De acordo com dados da autoridade monetária, o funcionamento do SFN não sofreu interrupções significativas, devido aos bons níveis de capitalização, liquidez e provisões constituídas antes da pandemia. Em linha com a opinião do BCB em REFs anteriores, a gestão, a supervisão do SFN, bem como as medidas promovidas por governo federal, Conselho Monetário Nacional (CMN) e BC permitiram que as instituições financeiras atuassem como amortecedores ao choque pelo que passa a economia real.

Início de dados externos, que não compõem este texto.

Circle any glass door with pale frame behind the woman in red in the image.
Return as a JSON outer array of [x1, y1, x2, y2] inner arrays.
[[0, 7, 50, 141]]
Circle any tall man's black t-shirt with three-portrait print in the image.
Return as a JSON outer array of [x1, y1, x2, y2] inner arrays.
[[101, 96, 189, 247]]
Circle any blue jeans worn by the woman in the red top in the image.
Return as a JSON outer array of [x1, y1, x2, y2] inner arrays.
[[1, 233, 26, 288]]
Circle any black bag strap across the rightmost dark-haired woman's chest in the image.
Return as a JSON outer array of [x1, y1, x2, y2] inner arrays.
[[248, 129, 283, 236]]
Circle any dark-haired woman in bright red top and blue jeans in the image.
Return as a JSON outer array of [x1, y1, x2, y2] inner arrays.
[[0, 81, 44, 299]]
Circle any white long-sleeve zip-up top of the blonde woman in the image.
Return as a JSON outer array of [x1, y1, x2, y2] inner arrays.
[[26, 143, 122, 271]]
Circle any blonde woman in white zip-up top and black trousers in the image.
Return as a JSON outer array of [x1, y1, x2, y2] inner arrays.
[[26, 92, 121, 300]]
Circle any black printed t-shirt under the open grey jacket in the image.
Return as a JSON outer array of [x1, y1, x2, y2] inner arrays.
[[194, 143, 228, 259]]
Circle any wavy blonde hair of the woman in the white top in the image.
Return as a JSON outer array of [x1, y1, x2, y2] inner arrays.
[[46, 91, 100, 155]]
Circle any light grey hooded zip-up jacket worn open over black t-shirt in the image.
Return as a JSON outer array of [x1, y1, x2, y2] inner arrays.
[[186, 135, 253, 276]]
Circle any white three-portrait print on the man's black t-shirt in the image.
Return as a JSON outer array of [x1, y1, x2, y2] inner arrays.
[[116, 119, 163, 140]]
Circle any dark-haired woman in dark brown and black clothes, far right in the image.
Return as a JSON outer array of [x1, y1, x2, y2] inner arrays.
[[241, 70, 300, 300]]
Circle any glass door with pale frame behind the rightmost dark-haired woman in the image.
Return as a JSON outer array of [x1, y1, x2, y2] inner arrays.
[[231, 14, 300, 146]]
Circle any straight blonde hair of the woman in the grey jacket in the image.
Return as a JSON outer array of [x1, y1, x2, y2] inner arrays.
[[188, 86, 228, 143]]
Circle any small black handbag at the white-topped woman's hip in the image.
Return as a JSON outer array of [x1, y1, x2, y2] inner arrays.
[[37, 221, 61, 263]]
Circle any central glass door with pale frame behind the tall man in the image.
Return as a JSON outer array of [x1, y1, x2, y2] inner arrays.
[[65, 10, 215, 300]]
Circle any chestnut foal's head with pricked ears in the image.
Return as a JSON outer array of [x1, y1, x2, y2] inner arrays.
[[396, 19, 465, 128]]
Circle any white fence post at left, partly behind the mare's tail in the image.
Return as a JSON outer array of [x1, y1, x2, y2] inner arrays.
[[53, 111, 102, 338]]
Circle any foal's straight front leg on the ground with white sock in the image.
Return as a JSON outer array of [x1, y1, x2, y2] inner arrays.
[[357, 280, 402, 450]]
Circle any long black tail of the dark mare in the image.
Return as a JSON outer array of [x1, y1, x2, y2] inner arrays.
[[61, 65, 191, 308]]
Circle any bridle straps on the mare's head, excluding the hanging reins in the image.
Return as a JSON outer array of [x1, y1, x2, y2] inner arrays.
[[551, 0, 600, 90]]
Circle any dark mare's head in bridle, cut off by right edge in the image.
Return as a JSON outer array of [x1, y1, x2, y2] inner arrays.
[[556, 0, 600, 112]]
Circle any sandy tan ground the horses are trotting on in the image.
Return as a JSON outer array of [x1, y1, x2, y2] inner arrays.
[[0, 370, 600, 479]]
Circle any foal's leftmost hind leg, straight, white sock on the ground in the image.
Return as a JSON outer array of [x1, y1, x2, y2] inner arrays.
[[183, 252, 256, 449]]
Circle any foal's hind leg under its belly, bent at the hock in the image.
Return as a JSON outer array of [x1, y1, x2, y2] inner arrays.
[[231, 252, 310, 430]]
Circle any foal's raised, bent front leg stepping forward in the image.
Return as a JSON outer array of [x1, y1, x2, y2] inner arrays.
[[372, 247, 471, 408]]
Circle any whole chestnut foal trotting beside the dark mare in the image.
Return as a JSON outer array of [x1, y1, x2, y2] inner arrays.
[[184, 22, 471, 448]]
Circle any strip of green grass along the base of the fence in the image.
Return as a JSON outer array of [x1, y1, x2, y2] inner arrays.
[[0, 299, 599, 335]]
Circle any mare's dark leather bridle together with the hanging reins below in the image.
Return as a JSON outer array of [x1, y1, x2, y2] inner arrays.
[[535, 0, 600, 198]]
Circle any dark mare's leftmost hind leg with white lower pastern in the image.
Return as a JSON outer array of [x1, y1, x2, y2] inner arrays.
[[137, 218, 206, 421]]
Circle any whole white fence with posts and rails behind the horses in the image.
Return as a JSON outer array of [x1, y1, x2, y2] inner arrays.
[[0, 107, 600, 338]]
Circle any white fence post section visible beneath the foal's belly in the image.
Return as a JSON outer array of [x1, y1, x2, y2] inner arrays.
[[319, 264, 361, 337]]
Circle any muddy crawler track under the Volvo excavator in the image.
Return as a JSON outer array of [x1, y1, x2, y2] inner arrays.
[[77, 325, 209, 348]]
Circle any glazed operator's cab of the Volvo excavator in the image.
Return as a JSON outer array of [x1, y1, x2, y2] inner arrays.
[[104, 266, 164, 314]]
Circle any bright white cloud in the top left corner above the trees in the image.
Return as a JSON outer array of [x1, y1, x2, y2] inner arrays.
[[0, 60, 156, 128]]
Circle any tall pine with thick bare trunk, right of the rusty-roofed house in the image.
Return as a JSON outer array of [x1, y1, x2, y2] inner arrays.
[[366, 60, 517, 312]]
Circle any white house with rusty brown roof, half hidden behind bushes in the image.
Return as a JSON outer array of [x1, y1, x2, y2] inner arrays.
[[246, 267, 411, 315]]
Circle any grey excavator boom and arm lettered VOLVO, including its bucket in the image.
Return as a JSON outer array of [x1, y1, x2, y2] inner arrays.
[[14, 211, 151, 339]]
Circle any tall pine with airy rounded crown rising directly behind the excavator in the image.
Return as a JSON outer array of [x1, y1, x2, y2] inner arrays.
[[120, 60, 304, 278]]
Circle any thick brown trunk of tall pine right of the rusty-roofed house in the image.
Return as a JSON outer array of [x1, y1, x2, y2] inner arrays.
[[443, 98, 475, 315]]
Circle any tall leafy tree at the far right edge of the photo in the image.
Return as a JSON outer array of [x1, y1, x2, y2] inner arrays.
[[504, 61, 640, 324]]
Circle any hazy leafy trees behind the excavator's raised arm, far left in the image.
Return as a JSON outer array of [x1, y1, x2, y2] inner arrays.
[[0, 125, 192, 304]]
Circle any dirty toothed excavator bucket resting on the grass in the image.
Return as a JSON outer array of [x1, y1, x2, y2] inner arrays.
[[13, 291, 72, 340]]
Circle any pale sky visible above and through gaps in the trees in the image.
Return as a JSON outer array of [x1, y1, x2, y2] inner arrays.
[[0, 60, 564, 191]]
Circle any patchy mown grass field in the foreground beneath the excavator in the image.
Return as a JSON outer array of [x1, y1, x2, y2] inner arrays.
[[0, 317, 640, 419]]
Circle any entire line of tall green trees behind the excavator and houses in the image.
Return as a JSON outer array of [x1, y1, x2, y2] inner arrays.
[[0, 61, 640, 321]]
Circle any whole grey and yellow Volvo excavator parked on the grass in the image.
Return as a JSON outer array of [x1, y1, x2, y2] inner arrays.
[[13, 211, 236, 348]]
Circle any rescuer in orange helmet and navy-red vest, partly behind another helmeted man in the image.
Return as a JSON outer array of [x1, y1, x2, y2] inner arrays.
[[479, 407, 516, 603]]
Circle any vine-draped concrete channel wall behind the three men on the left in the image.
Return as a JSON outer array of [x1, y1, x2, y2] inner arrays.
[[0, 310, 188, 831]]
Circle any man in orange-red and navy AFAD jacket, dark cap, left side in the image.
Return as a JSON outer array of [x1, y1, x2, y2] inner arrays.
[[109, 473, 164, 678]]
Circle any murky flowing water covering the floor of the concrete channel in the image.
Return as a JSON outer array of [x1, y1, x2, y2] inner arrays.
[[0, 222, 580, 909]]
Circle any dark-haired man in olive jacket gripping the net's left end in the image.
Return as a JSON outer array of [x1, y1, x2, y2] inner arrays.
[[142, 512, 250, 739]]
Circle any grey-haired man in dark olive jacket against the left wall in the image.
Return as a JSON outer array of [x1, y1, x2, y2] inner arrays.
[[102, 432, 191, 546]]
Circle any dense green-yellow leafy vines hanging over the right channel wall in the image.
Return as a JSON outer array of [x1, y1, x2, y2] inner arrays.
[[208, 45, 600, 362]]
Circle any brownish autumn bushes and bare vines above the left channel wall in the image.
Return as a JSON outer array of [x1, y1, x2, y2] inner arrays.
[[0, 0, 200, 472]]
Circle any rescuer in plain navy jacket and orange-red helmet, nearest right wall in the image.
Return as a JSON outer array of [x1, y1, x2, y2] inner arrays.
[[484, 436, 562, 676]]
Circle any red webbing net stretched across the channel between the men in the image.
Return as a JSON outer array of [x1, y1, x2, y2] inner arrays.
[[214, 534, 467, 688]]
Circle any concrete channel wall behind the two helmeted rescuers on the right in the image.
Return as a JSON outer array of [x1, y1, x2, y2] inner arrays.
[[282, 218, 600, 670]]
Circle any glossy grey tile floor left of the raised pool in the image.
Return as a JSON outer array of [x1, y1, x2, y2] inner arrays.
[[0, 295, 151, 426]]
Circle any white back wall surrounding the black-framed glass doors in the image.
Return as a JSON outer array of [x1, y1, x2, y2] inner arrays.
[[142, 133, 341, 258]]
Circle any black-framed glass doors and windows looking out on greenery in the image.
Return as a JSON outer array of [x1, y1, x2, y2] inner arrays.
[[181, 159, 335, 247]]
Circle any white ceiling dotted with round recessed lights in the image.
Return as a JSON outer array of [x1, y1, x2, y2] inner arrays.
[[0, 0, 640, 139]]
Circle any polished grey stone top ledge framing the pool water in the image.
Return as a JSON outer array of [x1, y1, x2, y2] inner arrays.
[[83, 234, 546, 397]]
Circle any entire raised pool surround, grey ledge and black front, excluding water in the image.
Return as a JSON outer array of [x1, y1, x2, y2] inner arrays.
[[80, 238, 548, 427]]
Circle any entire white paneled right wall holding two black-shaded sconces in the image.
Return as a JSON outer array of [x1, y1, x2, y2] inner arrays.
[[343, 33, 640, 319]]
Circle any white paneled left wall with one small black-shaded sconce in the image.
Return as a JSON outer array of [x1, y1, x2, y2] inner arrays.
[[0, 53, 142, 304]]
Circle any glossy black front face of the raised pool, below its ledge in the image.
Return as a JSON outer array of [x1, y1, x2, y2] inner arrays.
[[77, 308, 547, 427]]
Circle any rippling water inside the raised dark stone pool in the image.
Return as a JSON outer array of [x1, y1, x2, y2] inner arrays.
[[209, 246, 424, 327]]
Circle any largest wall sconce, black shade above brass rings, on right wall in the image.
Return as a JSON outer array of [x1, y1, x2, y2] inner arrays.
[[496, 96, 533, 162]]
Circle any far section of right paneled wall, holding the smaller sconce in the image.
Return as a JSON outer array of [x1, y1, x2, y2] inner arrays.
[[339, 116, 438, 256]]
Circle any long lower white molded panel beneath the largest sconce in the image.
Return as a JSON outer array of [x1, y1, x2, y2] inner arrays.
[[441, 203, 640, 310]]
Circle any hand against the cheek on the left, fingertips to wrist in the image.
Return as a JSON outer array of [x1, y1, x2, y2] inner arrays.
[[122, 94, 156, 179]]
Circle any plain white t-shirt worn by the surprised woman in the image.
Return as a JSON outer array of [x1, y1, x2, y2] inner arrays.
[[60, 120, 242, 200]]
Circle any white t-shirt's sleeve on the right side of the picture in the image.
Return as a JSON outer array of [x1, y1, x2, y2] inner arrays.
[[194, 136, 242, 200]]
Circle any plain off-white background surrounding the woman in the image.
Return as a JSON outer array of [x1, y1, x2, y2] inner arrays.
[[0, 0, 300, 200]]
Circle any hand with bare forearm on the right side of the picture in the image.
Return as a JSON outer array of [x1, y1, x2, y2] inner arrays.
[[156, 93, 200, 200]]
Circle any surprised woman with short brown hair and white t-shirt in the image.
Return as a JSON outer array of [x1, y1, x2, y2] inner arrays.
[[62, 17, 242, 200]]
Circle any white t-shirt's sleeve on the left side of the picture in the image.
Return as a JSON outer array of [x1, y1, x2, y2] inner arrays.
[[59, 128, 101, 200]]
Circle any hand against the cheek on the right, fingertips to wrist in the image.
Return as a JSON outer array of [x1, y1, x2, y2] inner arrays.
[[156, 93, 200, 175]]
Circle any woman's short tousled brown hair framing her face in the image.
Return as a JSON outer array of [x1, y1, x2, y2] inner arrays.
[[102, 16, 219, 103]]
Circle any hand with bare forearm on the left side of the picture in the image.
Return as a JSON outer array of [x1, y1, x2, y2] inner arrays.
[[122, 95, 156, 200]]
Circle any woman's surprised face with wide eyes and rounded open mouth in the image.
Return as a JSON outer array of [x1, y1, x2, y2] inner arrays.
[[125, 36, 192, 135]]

“Ainda assim, houve impactos à saúde financeira do sistema, com a materialização de perdas decorrentes da redução da atividade econômica. O mercado continua preocupado com os desdobramentos da pandemia”, alertou o relatório, destacando que as entidades financeiras pesquisadas “mantêm atenção elevada com a inadimplência e com a redução da atividade econômica” e acreditam que atrasos na vacinação e o surgimento de novas cepas do novo coronavírus “podem prolongar a crise sanitária e exigir mais gastos para proteger a população vulnerável e incentivar a economia. Isso aumentaria o já elevado risco fiscal”.
No âmbito global, o sistema financeiro das principais economias segue resiliente, de acordo com dados do BC. “O risco sistêmico aumentou durante a pandemia, mas tem se reduzido nos últimos meses”, informou o relatório.